Diffusé à près de 1,5 million d’exemplaires en Allemagne, traduit en 35 langues et bientôt adapté au cinéma, le roman satirique de Timur Vermes a soulevé une vaste polémique outre-Rhin. Son traducteur Pierre Deshusses présente ce soir au Goethe Institut à Paris cette parodie grinçante que certains accusent de « banaliser le mal ».


« Nous avons trop souvent l’attitude de refus des gens qui ne conçoivent Hitler que comme un monstre pour se sentir mieux », explique l’auteur Timur Vermes dans un article de la Süddeutsche Zeitung.

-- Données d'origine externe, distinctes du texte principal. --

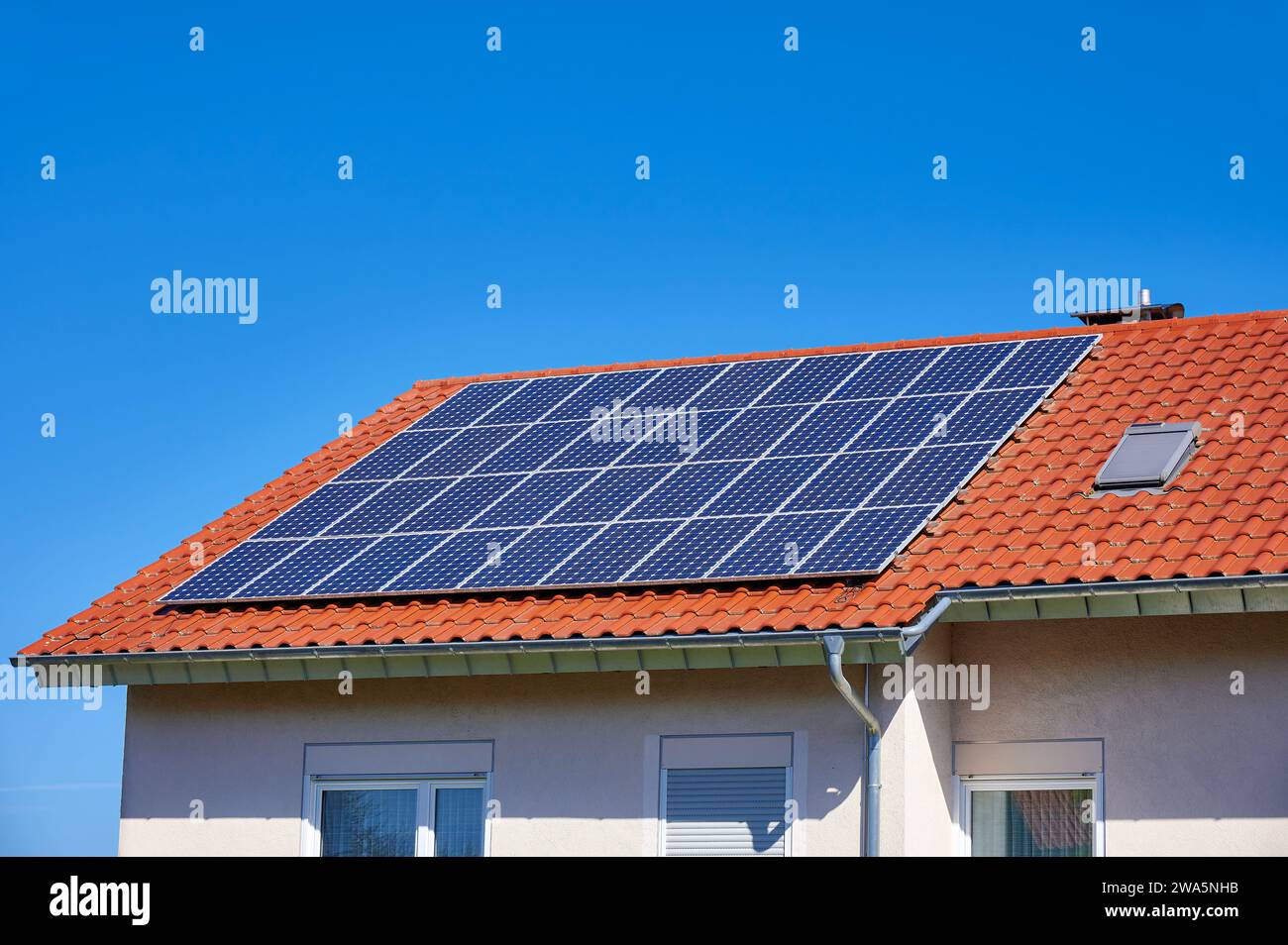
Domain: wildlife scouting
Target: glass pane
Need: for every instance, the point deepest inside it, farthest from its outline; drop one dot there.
(1031, 823)
(459, 821)
(369, 823)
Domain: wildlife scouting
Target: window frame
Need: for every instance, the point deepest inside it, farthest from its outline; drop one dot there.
(789, 827)
(426, 789)
(967, 785)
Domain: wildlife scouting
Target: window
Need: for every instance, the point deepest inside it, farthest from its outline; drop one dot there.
(1030, 816)
(1147, 456)
(374, 816)
(725, 811)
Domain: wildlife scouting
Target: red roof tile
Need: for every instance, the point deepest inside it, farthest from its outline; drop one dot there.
(1025, 518)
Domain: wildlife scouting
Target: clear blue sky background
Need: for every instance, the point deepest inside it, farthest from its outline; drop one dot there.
(768, 167)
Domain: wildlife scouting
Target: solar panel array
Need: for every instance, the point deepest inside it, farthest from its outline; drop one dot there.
(754, 469)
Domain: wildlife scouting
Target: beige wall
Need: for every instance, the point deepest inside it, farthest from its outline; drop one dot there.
(576, 759)
(1189, 768)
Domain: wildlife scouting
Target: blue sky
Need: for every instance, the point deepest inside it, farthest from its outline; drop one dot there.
(518, 168)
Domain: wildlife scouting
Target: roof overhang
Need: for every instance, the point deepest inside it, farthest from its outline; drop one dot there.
(1171, 597)
(487, 658)
(763, 649)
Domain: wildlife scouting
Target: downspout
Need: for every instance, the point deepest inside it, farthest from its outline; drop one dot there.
(833, 649)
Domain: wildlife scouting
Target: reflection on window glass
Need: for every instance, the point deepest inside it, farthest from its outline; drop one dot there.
(1031, 823)
(369, 823)
(459, 821)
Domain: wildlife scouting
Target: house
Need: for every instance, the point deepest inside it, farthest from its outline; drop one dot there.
(1072, 657)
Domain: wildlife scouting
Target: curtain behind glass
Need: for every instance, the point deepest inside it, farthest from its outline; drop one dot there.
(1030, 823)
(369, 823)
(459, 821)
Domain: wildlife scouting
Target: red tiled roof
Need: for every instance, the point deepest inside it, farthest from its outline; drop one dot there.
(1025, 518)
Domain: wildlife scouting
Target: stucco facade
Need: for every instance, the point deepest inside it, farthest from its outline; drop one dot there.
(1189, 768)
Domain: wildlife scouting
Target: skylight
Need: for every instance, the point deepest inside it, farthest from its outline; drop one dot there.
(1147, 456)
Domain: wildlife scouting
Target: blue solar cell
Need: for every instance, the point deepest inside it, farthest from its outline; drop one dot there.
(674, 386)
(765, 485)
(604, 498)
(536, 399)
(845, 511)
(679, 439)
(909, 421)
(814, 378)
(846, 480)
(1042, 362)
(389, 506)
(990, 415)
(456, 505)
(455, 559)
(780, 545)
(232, 570)
(533, 498)
(308, 566)
(590, 451)
(687, 489)
(600, 393)
(467, 406)
(962, 368)
(866, 541)
(533, 447)
(888, 373)
(526, 561)
(463, 454)
(751, 433)
(375, 567)
(828, 428)
(395, 456)
(606, 557)
(694, 550)
(743, 382)
(314, 512)
(930, 476)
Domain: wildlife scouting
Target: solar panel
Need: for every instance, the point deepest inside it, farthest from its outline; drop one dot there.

Pour obliger le lecteur à entrer dans la tête du dictateur, le récit est mené à la première personne du singulier, dans un Berlin contemporain.

En 2011, 70 ans après sa disparition, le Führer se réveille dans un terrain vague et part à la recherche de son bunker. Entre temps, le monde qu’il découvre, ahuri, est devenu « multikulti », plus personne ne fait le salut nazi et, Skandal über alles, c’est une femme qui dirige le pays ! Il est temps de remettre de l’ordre à tout ça. La télévision lui offre une parfaite tribune et les réseaux sociaux constituent un excellent canal de diffusion. Son passage à un show tv devient un hit sur Youtube, qu’il considère alors comme son meilleur outil de propagande, et le Bild, journal le plus lu d’Europe, titre : « Il a assassiné des millions de personnes. Aujourd’hui des millions de personnes l’acclament sur YouTube »…

À travers sa farce politique, l’auteur pose la question du destin du dictateur dans une société obnubilée par les taux d’audience et la célébrité. Vendu à 19,33 euros, en référence à l’année où le Führer a accédé au pouvoir (le gag ne fonctionne plus sur les plateformes qui proposent une réduction…), doté d’une couverture stylisée impossible à manquer, le best-seller de Timur Vermes serait-il, comme l’avance l’hebdomadaire Stern, « la dernière excroissance d’une machine de commercialisation d’Hitler qui brise tous les tabous pour faire de l’argent ». Un danger de banalisation du mal dénoncé par le journaliste de la Tageszeitung, Daniel Erk, auteur pendant des années du Hilter-blog, où il recensait tous les détournements de l’image d’ Hitler et autres références au nazisme à des fins commerciales.

Il est de retour, en librairie

Grosse farce ou brûlot explosif, c’est encore son traducteur Pierre Deshusses, fin connaisseur de l’ouvrage dont il a pénétré l’esprit, qui en parlera le mieux ! Ce soir,  au Goethe Institut à 19 h 30.